Para a política de pequenas empresas, meus colegas do American Enterprise Institute, Glenn Hubbard e Michael Strain, fizeram o trabalho mais atencioso que já vi. Eles observam que os problemas das pequenas empresas são que elas não têm atividade comercial suficiente para atender à folha de pagamento e outras contas. Isso significa que “(o) objetivo deve ser substituir uma grande parte da receita (não apenas as despesas da folha de pagamento) que essas empresas gerariam na ausência de desligamento devido ao coronavírus”.

Eles sugerem políticas para substituir 80% da perda de receita das pequenas empresas. Quão? Fornecendo doações sob a forma de empréstimos comerciais apoiados pelo governo que são perdoados se o negócio continuar e mantiver a folha de pagamento, sujeito a permissão dos trabalhadores para sair se encontrarem melhores oportunidades.

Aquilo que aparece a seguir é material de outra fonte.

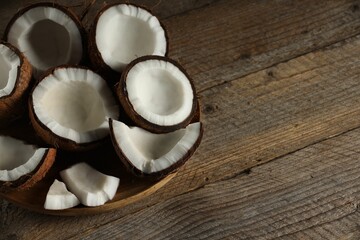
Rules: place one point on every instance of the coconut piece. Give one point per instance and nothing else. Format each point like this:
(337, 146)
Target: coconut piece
(70, 107)
(157, 94)
(122, 33)
(48, 34)
(15, 78)
(92, 187)
(148, 154)
(58, 197)
(21, 164)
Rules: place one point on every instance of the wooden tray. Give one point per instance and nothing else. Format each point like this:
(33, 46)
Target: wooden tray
(104, 159)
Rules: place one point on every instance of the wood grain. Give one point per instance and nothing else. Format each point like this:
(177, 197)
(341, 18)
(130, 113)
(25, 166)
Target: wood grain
(230, 39)
(313, 193)
(274, 77)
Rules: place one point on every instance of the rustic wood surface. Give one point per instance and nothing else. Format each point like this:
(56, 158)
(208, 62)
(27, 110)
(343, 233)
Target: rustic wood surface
(279, 85)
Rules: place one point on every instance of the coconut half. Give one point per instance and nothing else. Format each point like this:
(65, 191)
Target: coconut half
(148, 154)
(48, 34)
(59, 198)
(122, 33)
(15, 79)
(157, 94)
(70, 107)
(21, 164)
(92, 187)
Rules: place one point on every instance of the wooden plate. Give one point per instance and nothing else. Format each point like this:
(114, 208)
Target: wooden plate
(104, 159)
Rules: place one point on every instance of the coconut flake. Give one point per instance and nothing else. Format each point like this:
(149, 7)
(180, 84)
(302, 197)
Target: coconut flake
(9, 64)
(92, 187)
(58, 197)
(150, 152)
(159, 92)
(75, 104)
(48, 37)
(125, 32)
(18, 158)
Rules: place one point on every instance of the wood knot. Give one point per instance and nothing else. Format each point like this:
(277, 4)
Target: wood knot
(355, 8)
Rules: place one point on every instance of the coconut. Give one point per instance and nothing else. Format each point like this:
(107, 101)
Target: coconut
(148, 154)
(59, 198)
(15, 79)
(48, 34)
(70, 107)
(157, 94)
(21, 164)
(122, 33)
(92, 187)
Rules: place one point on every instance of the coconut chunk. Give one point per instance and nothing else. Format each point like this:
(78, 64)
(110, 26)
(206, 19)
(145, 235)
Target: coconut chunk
(151, 153)
(72, 104)
(48, 34)
(17, 158)
(58, 197)
(92, 187)
(125, 32)
(15, 79)
(157, 94)
(21, 164)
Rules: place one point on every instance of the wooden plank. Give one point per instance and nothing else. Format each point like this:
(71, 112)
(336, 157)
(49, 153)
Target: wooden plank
(163, 9)
(313, 193)
(250, 121)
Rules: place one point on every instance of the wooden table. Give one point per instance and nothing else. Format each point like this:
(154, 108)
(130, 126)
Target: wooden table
(279, 85)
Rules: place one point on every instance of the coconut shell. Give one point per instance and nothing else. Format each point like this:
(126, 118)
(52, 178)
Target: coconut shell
(122, 94)
(13, 106)
(30, 179)
(95, 57)
(156, 175)
(68, 11)
(51, 138)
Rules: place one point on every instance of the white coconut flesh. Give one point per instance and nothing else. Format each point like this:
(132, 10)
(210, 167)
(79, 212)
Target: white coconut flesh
(9, 64)
(151, 153)
(159, 92)
(125, 32)
(48, 37)
(58, 197)
(75, 104)
(18, 158)
(92, 187)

O que mais pode funcionar? Incentivos fiscais que reduzem os custos comerciais. Podem ser quebras nos impostos sobre os salários, taxas marginais de imposto de renda, compra de equipamentos, licenças etc., incluindo isenção de impostos. A reversão das perdas comerciais atuais provocaria restituições fiscais que melhorariam as finanças das empresas.

Uma das idéias menos úteis para as pequenas empresas é o empréstimo sem juros. Isso pode ser ótimo para grandes empresas que estão gerenciando amplamente suas posições financeiras. Mas esses empréstimos não conseguem resolver o problema básico das pequenas empresas de manter as portas abertas quando os clientes não estão comprando.

Por fim, por que o estímulo tradicional não funciona, mesmo em outros momentos de crise econômica? O estímulo tradicional baseado em gastos assume que o problema econômico é que as pessoas querem construir coisas, mas não comprá-las. Essa não é uma suposição muito boa. Especialmente hoje, onde os problemas são o custo mais alto da compra, ou talvez a impossibilidade de comprar com distanciamento social, e os custos mais altos dos negócios. Manter as empresas nos negócios é a chave para apoiar a economia.